Sun, September 8, 8:00 to 9:30am, Loews Philadelphia Hotel, Commonwealth D

Abstract

Public perceptions of success in military interventions carry high stakes for democratic governance. Expectations of success can mobilize domestic support for military action, while political punishment for failure helps deter leaders from starting wars they cannot win. Despite the many, well-documented ways that perceptions of intervention success matter, how public perceptions are formed and how easily they can be altered by leaders remain open questions with critical implications for democracy. To answer these questions, the paper treats public perceptions of success as dependent variables in their own right, arguing that the public’s view of intervention success is multifaceted and thus sensitive to priming by strategic leaders.

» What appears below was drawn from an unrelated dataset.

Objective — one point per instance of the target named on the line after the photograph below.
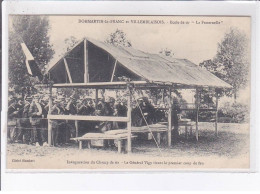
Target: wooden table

Using a combination of survey experiments, speech data, and archival materials, I test this argument in two steps. First, survey evidence demonstrates that the public’s metrics for intervention success are dynamic and respond to elite primes. Second, I analyze presidential speeches and corresponding communications memos, showing that leaders recognize the importance of public perceptions of success and work to manage expectations. Counterintuitively, they do so by foreshadowing the risk of high costs and casualties, which is otherwise expected to weaken public support for military action. Taken as a whole, the findings highlight success as a dynamic concept that can vary across time and interventions. The ability of public perceptions of success to constrain elected leaders is thus also variable. When new technologies increase the distance between the public and war outcomes, or interventions pursue broad, open-ended goals, leaders’ power to construct definitions of success is amplified.